From 1f43915a006c860577b7710e01d4706c3fc0cf1d Mon Sep 17 00:00:00 2001
From: Caroline DE POURTALES <cdepourt@montana.irit.fr>
Date: Tue, 17 May 2022 17:14:18 +0200
Subject: [PATCH] update linker encoding

---
 Configuration/config.ini |  7 +--
 Linker/Linker.py         | 92 ++++++++++++++++++++++++++++------------
 Linker/__init__.py       |  1 +
 Linker/utils_linker.py   | 72 ++++++++++++++++---------------
 main.py                  |  4 +-
 train.py                 |  9 +---
 6 files changed, 108 insertions(+), 77 deletions(-)

diff --git a/Configuration/config.ini b/Configuration/config.ini
index 15547f6..c79def5 100644
--- a/Configuration/config.ini
+++ b/Configuration/config.ini
@@ -31,9 +31,4 @@ device=cpu
 batch_size=32
 epoch=20
 seed_val=42
-learning_rate=0.005
-use_checkpoint_SAVE=0
-output_path=Output
-use_checkpoint_LOAD=0
-input_path=Input
-model_to_load=model_check.pt
\ No newline at end of file
+learning_rate=0.005
\ No newline at end of file
diff --git a/Linker/Linker.py b/Linker/Linker.py
index 7f7462d..d2a4d89 100644
--- a/Linker/Linker.py
+++ b/Linker/Linker.py
@@ -37,7 +37,7 @@ class Linker(Module):
         self.atom_vocab_size = int(Configuration.datasetConfig['atom_vocab_size'])
         learning_rate = float(Configuration.modelTrainingConfig['learning_rate'])

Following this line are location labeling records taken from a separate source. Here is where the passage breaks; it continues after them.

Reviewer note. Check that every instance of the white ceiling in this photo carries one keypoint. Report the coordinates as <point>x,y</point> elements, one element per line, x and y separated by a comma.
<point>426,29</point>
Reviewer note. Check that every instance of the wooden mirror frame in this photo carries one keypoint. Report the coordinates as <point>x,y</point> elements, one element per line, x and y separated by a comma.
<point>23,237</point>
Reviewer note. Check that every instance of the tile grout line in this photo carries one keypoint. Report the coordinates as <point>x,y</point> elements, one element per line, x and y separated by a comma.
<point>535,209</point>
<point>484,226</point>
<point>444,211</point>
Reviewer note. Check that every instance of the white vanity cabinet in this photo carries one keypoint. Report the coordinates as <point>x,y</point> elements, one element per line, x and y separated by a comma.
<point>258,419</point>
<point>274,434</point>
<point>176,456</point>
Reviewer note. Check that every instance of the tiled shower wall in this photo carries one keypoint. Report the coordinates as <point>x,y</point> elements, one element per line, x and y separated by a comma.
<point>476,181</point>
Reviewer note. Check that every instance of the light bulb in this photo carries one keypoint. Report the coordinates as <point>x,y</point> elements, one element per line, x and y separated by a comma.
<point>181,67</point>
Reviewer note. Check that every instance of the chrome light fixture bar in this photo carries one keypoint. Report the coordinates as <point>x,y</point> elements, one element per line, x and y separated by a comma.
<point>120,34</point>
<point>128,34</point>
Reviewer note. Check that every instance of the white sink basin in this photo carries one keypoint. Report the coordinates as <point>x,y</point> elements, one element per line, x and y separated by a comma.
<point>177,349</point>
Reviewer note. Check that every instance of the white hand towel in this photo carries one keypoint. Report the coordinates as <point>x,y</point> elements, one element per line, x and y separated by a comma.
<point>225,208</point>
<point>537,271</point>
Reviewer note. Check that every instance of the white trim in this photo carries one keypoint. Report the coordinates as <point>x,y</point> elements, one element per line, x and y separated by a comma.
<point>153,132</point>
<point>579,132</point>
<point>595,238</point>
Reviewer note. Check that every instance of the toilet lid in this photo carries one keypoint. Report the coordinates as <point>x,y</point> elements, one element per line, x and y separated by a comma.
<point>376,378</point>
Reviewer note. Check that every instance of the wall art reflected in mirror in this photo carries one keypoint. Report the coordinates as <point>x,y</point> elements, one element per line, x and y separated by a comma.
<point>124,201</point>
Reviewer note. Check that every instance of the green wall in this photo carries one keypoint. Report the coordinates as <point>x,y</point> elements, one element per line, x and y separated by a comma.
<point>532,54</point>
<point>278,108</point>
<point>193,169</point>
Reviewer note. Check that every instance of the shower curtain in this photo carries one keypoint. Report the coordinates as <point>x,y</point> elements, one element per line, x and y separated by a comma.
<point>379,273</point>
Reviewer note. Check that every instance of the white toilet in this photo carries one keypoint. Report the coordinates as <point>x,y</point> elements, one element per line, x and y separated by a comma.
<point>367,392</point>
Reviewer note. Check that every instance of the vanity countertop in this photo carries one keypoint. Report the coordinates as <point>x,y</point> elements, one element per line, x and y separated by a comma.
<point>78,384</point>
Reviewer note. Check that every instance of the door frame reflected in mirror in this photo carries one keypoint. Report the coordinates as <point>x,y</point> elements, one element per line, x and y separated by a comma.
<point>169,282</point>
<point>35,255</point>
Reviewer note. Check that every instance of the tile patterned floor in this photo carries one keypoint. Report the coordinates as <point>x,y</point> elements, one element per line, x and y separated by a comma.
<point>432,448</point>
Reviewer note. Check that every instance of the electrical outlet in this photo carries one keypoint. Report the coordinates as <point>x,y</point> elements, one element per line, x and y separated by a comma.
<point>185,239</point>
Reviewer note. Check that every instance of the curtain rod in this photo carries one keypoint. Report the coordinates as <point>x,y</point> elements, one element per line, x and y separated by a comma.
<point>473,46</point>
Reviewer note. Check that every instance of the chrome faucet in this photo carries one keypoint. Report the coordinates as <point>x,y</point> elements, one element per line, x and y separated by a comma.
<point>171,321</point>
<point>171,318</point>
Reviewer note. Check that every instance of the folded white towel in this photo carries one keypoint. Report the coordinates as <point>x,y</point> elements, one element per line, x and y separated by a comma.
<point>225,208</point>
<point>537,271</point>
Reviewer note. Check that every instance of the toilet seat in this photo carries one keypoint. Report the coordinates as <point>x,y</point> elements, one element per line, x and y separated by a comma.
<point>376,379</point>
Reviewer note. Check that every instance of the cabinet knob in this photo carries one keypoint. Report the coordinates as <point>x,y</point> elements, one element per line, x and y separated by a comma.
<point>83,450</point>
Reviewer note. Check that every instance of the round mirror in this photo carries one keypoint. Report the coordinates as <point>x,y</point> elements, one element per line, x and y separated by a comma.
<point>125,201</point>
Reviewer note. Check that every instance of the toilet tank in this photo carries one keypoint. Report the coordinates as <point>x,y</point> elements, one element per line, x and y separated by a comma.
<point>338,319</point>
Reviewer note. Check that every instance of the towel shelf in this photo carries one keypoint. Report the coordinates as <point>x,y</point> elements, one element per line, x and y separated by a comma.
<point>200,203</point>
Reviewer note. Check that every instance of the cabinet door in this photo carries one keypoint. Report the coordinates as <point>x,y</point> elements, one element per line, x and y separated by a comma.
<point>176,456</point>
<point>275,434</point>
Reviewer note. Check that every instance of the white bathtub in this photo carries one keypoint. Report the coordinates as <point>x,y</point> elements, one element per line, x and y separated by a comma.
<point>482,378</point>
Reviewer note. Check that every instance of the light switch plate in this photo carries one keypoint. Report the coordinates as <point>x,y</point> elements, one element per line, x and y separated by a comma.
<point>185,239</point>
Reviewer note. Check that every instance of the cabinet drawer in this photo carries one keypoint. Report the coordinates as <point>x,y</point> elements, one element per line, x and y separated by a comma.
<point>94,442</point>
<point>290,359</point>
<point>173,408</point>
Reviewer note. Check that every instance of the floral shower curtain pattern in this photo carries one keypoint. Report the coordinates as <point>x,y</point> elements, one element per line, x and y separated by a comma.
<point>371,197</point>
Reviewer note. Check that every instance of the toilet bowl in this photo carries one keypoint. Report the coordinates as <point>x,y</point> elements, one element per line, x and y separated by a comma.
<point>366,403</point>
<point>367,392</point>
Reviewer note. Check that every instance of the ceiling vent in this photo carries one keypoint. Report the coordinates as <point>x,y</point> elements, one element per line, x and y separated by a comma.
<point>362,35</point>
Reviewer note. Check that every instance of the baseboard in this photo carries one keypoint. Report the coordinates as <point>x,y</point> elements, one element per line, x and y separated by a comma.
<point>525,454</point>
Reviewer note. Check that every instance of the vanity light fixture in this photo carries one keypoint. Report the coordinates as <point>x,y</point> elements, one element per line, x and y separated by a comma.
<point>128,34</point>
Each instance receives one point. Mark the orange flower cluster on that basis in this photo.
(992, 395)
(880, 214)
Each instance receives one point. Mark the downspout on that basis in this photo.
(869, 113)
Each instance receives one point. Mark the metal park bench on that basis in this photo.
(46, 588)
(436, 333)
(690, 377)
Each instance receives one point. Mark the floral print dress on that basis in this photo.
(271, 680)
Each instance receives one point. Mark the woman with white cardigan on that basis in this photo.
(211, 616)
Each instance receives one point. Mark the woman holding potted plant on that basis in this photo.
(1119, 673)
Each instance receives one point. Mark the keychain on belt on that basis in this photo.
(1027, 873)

         self.dropout = Dropout(0.1)
-        self.device = ""
+        self.device = "cpu"
 
         self.Supertagger = supertagger
 
@@ -66,6 +66,16 @@ class Linker(Module):
                                                          num_training_steps=100)
 
     def __preprocess_data(self, batch_size, df_axiom_links, sentences_tokens, sentences_mask, validation_rate=0.0):
+        r"""
+        Args:
+            batch_size : int
+            df_axiom_links pandas DataFrame
+            sentences_tokens
+            sentences_mask
+            validation_rate
+        Returns:
+            the training dataloader and the validation dataloader. They contains the list of atoms, their polarities, the axiom links, the sentences tokenized, sentence mask
+        """
         atoms_batch = get_atoms_batch(df_axiom_links["sub_tree"])
         atom_tokenizer = AtomTokenizer(atom_map, self.max_atoms_in_sentence)
         atoms_batch_tokenized = atom_tokenizer.convert_batchs_to_ids(atoms_batch)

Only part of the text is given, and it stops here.